Das "Mar el Plástico" in Südspanien: Ein Meer aus Plastikgewächshäusern

Und dann wäre da noch das Plastik selbst. Laut einer Studie sind die durchschnittlichen Temperaturen in der Region in den vergangenen 25 Jahren um 0,3 Grad pro Jahrzehnt gesunken – während sie im Rest Spaniens im selben Zeitrahmen um 0,5 Grad gestiegen sind. Als Grund für dieses Umkehrphänomen haben die Wissenschaftler die Gewächshäuser ausgemacht, deren Plastikplanen das Sonnenlicht teilweise reflektieren, sodass am Boden weniger Sonnenenergie ankommt. Es bleibt kühler.

Das Plastikmeer in El Ejido
Das Plastikmeer in El Ejido © (c) neftali - stock.adobe.com

Und die ökologische Tragödie lässt sich fortschreiben, wenn wir ins Landesinnere Richtung Granada fahren. Die Hochebene überziehen riesige Olivenbaum-Plantagen. Akkurat in Reih' und Glied gesetzt, stehen die hochgezüchteten Bäume, dazwischen ausgetrocknete, graslose Böden, weil in den nahen Bergen der Sierra Nevada immer weniger Schnee fällt und damit Schmelz- und Grundwasser fehlt.

Das macht die Anbaufläche verletzlich, weil damit der Wind leichtes Spiel hat, die oberen Bodenschichten einfach wegzublasen. Was auch passiert. 40 Prozent der fruchtbaren Böden sind allein zwischen 1980 und 2000 verloren gegangen. Auch die hier wachsenden Weinstöcke leiden darunter, weil ihre Wurzeln kein Grundwasser mehr finden.
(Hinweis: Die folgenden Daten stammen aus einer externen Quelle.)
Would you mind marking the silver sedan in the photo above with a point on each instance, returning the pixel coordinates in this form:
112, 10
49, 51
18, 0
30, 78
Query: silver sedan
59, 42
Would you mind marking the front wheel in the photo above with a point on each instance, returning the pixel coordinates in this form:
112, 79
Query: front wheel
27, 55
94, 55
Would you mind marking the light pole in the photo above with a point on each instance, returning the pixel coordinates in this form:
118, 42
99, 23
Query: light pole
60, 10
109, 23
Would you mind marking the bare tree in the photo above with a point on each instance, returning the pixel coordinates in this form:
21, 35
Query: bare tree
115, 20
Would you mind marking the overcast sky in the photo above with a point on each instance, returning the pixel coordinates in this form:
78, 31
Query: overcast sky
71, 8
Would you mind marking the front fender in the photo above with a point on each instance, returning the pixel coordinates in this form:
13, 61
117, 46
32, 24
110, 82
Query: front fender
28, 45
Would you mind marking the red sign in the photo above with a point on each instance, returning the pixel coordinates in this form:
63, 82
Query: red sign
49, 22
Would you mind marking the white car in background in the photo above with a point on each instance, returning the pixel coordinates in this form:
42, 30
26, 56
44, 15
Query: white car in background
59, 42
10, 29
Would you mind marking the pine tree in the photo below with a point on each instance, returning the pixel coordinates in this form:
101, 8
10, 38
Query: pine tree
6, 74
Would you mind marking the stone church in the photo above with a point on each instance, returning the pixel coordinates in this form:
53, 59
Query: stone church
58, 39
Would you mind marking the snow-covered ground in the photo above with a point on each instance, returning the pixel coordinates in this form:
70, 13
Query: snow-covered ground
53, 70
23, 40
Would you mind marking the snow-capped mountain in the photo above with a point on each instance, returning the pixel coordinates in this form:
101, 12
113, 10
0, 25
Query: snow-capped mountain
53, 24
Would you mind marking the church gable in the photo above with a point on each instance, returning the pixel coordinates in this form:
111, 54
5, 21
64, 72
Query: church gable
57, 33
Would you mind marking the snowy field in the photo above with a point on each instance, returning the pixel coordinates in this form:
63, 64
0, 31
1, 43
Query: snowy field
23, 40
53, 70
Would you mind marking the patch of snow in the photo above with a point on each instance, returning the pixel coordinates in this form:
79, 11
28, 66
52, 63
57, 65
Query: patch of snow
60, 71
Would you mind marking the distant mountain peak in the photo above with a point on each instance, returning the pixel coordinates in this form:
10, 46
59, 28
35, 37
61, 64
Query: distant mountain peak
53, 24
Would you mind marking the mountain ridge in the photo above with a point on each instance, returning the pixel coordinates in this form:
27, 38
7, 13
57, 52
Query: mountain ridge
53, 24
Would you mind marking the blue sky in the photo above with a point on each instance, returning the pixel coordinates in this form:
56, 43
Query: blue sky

Das alles macht traurig. Verstört. Verärgert. Verändert: das Einkaufsverhalten und Geschmackserlebnis. Zumindest bei mir. Die Tomaten, Paprika, Avocados, Erdbeeren und Zitrusfrüchte „made in Spain“, schmecken nicht mehr nur nach nichts, sondern gar nicht mehr. Mein Kühlschrank wird zum radikalen Sperrgebiet für derartige Produkte. Spät? Ja, aber besser als nie. Und Ihrer?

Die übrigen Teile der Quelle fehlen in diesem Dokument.